10. “Party Down” (Starz): The comedy about a team of bumbling cater waiters on the outside of showbiz looking in took a few episodes to find itself again at the start of its second and final season, thanks to the departure of Jane Lynch to “Glee” and a few season one cliffhangers the writers struggled to undo. But once things more or less reverted to the status quo, “Party Down” was again the funniest show that absolutely no one was watching – broad and vulgar but also capable of surprising depth, like an in episode guest-starring Steve Guttenberg, of all people, who gave main character Henry (Adam Scott again) a chance to show off what a great actor he was before he crash-landed into this outfit.

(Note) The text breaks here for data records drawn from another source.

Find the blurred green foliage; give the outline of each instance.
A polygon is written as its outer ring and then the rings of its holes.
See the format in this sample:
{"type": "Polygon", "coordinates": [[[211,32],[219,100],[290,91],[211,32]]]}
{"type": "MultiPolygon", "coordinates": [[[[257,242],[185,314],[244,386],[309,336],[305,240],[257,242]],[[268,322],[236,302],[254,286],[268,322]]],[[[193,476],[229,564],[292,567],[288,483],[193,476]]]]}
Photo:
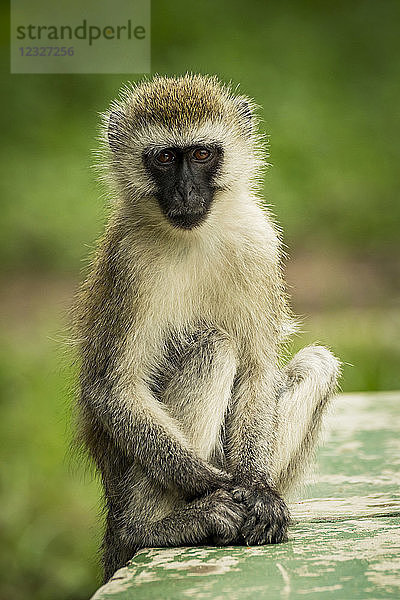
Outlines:
{"type": "MultiPolygon", "coordinates": [[[[378,304],[368,284],[355,299],[338,282],[340,302],[314,307],[293,343],[293,350],[328,343],[354,365],[345,367],[345,390],[399,387],[399,22],[397,0],[175,0],[152,7],[153,72],[216,73],[262,106],[273,164],[265,194],[290,254],[323,248],[343,264],[362,257],[379,271],[378,304]]],[[[7,71],[4,39],[2,50],[7,71]]],[[[99,111],[127,79],[133,77],[3,76],[2,284],[7,290],[10,280],[31,282],[1,304],[0,598],[8,600],[77,600],[96,586],[99,490],[68,468],[72,375],[61,367],[67,361],[54,333],[61,310],[47,289],[51,278],[77,280],[102,229],[105,197],[91,151],[99,111]],[[39,297],[40,310],[32,312],[29,302],[19,307],[30,295],[39,297]]],[[[312,284],[307,272],[301,281],[312,284]]]]}
{"type": "MultiPolygon", "coordinates": [[[[262,106],[274,165],[267,198],[290,244],[390,255],[400,218],[399,20],[396,0],[154,3],[153,70],[217,73],[262,106]]],[[[88,170],[98,112],[128,78],[4,78],[5,268],[76,271],[102,215],[88,170]]]]}
{"type": "Polygon", "coordinates": [[[101,495],[71,461],[70,376],[51,326],[46,316],[29,337],[11,330],[0,354],[2,600],[78,600],[98,583],[101,495]]]}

Tough omissions: NBC’s “30 Rock” had a mostly terrible spring but has been pretty terrific this fall, which averages out to just short of making the list. ABC’s “Modern Family” has an Emmy for Outstanding Comedy Series and a terrific cast, but only sometimes seems to live up to its full potential. In the spring, NBC’s “Chuck” dragged its heels a little too long on the nerd/spy romance we all knew was coming, but since then the show has found its fun footing again. The third season of HBO’s therapy drama “In Treatment” felt at times like variations on familiar themes from the first two years, but the acting – particularly by star Gabriel Byrne and patient number one Irrfan Khan – remained extraordinary. “United States of Tara” deftly incorporated a new alter ego for Toni Collette and remains far and away the best of Showtime’s female-centered dramedies. The most recent season of BBC America’s “Doctor Who” offered up both a new showrunner (Steven Moffat from “Coupling”) and star (Matt Smith, the youngest Doctor ever) but kept the mix of brains and heart that’s made the relaunched sci-fi series such a beloved phenomenon in England. And like “Party Down,” ABC’s corporate satire “Better Off Ted” was much, much funnier than its pitiful ratings might have suggested.